Wednesday, March 25, 2009

A turnaround for North Atlantic Right Whales?

The North Atlantic Right Whale, one of the most critically endangered whale species on the planet, has been in the news of late on account of this New York Times story, which suggests things may finally be looking up for the 400 or so individuals still in existence. The right whale is regularly in the news here in Maine, on account of the controversial regulations imposed on lobster fishermen in an effort to reduce whale mortality.

I've written several pieces on the efforts to save the species, including this piece in the Christian Science Monitor, which described how President George W Bush's Office of Management and Budget was delaying rules aimed to reduce collisions between ships and right whales. (A watered-down rule change was subsequently enacted.) When whales become entangled in fishing gear -- another leading cause of death -- New Brunswick fisherman Mackie Greene is often called to rescue them, as described in another of my Monitor pieces.
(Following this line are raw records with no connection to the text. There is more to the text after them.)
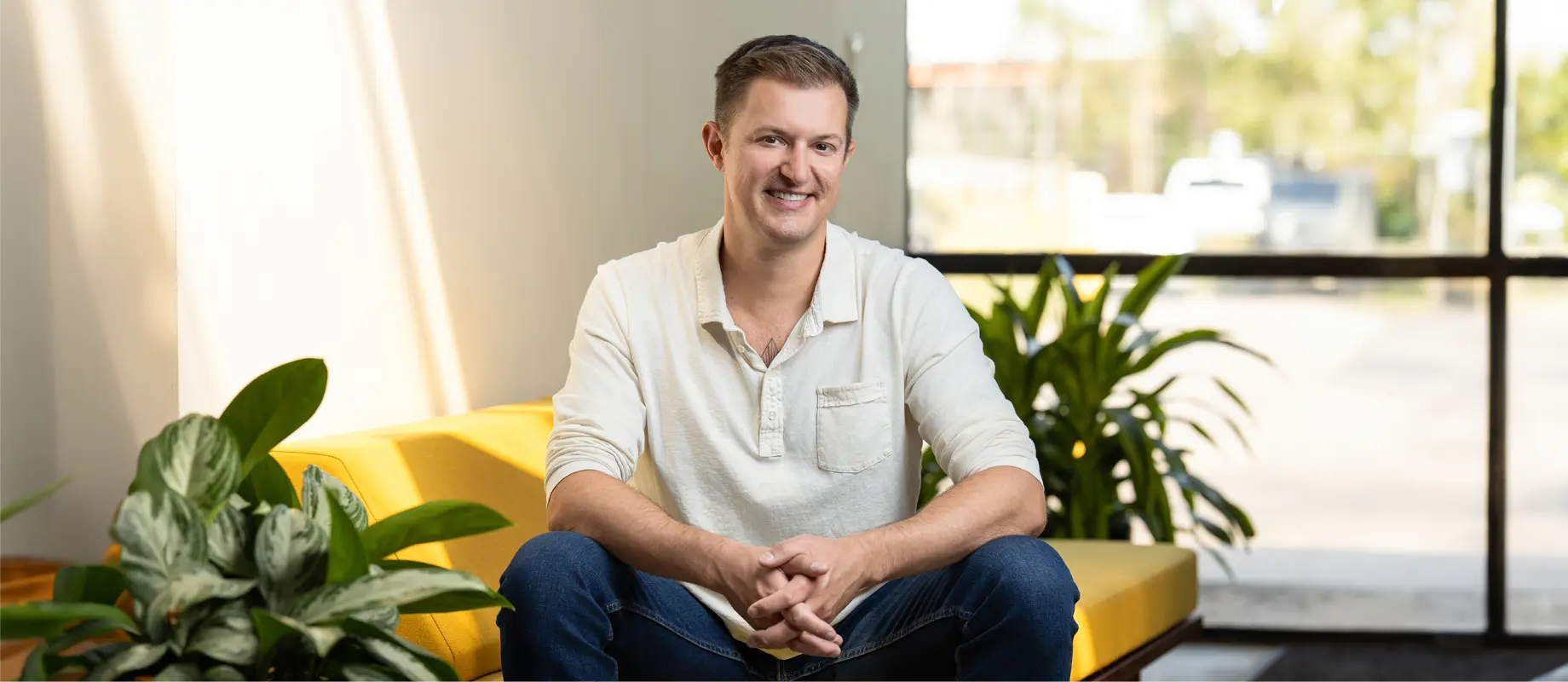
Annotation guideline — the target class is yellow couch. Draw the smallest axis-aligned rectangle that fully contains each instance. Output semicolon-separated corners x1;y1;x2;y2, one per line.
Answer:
273;400;1198;680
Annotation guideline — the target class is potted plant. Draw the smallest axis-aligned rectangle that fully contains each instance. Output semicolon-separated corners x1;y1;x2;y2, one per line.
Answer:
0;477;71;605
922;256;1270;564
0;359;510;682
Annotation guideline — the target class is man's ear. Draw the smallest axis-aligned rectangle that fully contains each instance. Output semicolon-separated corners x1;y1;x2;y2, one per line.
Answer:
702;121;724;172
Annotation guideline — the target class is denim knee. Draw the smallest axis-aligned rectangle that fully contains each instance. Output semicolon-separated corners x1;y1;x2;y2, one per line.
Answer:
966;535;1079;618
497;531;612;610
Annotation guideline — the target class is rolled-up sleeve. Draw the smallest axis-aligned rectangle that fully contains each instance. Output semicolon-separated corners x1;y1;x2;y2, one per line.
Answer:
894;260;1040;483
544;263;646;499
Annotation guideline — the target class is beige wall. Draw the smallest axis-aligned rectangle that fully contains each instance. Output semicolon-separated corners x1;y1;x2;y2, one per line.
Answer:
0;2;55;555
0;0;177;560
0;0;905;558
177;0;905;436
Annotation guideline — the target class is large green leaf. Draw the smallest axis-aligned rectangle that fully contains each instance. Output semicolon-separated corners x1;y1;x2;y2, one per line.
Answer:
256;506;328;613
185;599;257;665
152;663;205;682
343;619;459;682
141;566;256;641
220;357;326;477
20;619;135;682
372;561;448;570
360;500;511;558
1129;329;1220;375
207;665;246;682
84;644;170;682
110;491;207;604
251;609;343;658
240;454;299;510
343;665;401;682
251;609;303;657
54;563;125;604
299;464;370;530
0;602;136;639
207;506;256;577
291;569;511;626
0;477;71;523
326;495;370;585
132;414;240;519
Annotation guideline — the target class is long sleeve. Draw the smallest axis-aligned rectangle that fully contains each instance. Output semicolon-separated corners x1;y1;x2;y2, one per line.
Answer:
544;263;646;495
894;260;1040;483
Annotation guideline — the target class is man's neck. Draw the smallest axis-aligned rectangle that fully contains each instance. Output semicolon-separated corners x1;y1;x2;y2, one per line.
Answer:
718;226;828;318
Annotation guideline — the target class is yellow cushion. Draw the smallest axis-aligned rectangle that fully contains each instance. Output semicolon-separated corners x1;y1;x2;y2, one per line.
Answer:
1051;540;1198;680
273;400;554;680
273;398;1198;682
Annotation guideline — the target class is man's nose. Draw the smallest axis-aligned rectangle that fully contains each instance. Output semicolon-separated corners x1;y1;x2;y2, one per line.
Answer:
779;144;810;185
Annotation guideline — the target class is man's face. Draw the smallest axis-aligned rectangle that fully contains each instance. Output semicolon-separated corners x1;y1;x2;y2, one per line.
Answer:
702;78;855;245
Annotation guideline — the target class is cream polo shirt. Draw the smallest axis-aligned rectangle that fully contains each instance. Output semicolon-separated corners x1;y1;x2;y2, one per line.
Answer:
544;219;1040;652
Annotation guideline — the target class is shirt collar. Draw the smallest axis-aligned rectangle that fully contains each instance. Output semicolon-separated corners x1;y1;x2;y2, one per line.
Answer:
693;218;861;336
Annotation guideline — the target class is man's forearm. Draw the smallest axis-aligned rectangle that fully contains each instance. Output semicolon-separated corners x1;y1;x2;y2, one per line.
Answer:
851;467;1046;581
545;472;739;587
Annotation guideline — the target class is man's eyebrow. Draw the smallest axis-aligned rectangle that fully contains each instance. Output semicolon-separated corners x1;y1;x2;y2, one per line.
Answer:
751;125;844;142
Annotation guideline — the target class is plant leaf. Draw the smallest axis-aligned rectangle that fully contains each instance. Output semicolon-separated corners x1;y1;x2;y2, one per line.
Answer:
207;506;256;577
360;500;511;558
240;454;299;510
132;414;240;519
141;566;256;641
218;357;328;479
152;663;205;682
299;464;370;530
0;477;72;523
256;506;328;613
54;563;125;604
343;665;401;682
343;619;459;682
1127;329;1220;375
0;602;136;639
370;561;448;570
185;600;259;665
251;609;299;657
207;665;246;682
326;492;370;585
84;644;170;682
251;609;343;658
110;491;207;604
293;569;511;626
22;619;125;682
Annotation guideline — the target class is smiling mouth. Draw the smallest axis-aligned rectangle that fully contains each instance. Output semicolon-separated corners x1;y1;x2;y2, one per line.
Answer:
767;190;810;200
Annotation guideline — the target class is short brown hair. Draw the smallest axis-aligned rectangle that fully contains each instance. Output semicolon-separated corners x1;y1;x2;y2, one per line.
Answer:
713;36;861;138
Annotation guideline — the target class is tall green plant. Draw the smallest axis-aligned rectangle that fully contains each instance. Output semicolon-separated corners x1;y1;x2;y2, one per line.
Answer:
922;256;1270;567
0;359;511;682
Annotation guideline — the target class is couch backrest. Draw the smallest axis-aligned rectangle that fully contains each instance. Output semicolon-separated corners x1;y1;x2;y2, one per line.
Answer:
273;400;554;680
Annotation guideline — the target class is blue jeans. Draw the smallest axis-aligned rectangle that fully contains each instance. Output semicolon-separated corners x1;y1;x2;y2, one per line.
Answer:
495;533;1079;682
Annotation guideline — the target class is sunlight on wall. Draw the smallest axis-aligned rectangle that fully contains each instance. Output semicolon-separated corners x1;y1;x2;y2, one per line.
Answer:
24;0;177;558
176;0;467;436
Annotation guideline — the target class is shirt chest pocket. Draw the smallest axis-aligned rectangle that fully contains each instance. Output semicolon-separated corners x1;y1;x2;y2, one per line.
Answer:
817;381;892;473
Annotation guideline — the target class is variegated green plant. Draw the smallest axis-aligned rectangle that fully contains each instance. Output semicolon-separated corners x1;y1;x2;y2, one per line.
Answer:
0;359;511;682
922;256;1270;563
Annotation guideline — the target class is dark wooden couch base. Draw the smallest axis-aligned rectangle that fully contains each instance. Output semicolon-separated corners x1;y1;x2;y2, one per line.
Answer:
1083;616;1202;682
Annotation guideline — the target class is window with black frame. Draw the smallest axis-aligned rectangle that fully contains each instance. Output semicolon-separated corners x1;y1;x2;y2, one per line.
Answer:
907;0;1568;635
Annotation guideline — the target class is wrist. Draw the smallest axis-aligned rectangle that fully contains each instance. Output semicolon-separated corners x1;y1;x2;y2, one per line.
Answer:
696;535;756;591
845;530;894;585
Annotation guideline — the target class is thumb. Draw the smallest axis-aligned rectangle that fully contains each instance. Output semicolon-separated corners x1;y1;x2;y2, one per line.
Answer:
779;553;828;579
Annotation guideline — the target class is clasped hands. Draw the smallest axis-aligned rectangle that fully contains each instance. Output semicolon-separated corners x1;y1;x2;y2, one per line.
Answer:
720;535;873;658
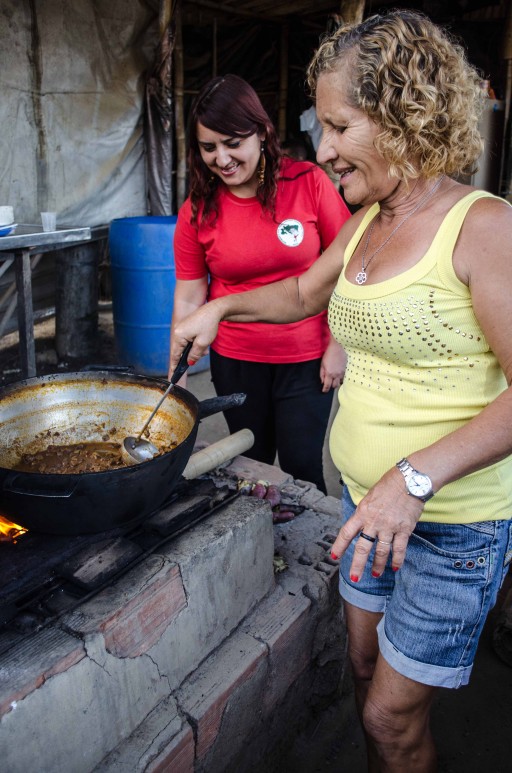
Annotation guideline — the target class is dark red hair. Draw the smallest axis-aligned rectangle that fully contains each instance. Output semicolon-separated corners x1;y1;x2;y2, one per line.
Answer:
188;75;281;222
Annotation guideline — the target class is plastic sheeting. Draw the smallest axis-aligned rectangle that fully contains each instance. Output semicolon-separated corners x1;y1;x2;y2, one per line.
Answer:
0;0;159;225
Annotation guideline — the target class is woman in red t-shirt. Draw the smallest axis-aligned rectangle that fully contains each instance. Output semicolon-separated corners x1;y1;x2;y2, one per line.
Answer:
171;75;349;492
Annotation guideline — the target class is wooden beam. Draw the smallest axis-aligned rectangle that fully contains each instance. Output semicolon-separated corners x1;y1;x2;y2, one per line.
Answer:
277;23;288;142
340;0;365;24
174;3;187;209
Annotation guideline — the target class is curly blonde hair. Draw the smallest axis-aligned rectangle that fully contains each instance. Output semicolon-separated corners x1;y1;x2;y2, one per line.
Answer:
307;10;484;181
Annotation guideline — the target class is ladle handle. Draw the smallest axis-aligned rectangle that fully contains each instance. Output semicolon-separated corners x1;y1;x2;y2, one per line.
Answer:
137;341;193;440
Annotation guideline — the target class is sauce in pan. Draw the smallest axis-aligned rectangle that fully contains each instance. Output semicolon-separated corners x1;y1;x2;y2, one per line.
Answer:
13;442;182;475
14;442;125;475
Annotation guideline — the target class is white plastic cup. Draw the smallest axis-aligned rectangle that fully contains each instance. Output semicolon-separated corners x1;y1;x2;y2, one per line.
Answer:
41;212;57;231
0;207;14;225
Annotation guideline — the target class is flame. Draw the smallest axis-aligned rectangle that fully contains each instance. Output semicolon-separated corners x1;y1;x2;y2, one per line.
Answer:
0;515;27;542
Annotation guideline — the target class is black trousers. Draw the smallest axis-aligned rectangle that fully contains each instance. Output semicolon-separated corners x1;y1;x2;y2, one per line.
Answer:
210;350;333;493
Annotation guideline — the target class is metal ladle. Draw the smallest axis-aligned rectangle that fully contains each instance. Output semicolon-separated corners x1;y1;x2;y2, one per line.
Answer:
121;341;192;464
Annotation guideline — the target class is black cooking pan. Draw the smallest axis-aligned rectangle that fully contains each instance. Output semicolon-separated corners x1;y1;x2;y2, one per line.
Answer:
0;370;245;535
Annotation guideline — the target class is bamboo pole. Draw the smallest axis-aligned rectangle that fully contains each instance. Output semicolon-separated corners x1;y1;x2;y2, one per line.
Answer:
277;22;289;142
340;0;365;24
174;0;187;209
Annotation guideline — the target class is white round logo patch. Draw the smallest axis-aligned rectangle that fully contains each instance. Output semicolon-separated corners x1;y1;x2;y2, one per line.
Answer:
277;218;304;247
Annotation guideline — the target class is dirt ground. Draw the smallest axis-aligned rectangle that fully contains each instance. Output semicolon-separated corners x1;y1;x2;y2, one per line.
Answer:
0;309;512;773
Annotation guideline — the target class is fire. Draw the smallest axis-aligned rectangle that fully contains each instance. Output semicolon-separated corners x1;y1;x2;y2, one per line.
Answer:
0;515;27;542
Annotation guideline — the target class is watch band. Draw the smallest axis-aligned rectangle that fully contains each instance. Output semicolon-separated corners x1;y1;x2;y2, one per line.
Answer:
396;458;434;502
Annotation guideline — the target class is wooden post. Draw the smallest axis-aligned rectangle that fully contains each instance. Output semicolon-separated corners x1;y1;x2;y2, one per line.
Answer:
340;0;365;24
277;22;288;142
174;2;187;209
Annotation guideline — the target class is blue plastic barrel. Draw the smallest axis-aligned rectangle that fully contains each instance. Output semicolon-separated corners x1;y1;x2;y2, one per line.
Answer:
109;215;177;376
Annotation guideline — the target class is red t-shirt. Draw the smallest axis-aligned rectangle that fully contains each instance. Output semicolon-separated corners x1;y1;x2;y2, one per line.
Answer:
174;158;350;363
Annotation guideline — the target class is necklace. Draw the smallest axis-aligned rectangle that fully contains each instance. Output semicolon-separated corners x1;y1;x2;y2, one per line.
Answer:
356;174;444;285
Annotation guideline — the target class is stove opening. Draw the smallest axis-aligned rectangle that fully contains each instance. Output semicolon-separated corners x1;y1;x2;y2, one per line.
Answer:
0;513;27;542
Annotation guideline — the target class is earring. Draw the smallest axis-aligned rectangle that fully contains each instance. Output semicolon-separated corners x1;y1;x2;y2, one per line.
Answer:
258;142;267;186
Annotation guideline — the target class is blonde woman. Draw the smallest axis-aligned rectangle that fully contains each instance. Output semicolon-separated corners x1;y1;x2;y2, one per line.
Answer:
172;11;512;773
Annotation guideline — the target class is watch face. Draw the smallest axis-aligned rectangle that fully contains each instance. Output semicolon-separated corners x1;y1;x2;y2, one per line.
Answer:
407;472;432;497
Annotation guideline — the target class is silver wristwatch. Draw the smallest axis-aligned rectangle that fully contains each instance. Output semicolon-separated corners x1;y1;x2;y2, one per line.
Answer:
396;459;434;502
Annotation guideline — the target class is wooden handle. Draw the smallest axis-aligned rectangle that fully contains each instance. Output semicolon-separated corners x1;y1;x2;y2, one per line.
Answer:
183;429;254;480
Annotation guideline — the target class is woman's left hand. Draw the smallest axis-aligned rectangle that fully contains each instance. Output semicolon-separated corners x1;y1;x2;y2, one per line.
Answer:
320;336;347;392
332;468;424;582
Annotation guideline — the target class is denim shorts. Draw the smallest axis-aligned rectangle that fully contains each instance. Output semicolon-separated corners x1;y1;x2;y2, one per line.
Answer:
340;487;512;687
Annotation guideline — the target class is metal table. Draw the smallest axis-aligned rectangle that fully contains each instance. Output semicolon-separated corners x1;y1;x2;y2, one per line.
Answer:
0;225;91;378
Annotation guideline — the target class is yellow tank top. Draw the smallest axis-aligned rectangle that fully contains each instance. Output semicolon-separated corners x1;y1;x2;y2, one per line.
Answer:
328;191;512;523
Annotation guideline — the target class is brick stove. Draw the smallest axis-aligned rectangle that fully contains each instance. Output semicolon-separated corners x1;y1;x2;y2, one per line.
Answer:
0;456;345;773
In early 2008, I wrote an in-depth feature on the scientists who study the whales for The Chronicle of Higher Education, which shows the problems the whales face, the likely causes, and the unusual bond that's formed between researchers and the individual whales they study and document. (The piece is available online, but non-subscribers may be prompted for a $10 web pass.)

But if you really want to know all there is to know about the species, pick up a copy of The Urban Whale, the definitive resource on the animal.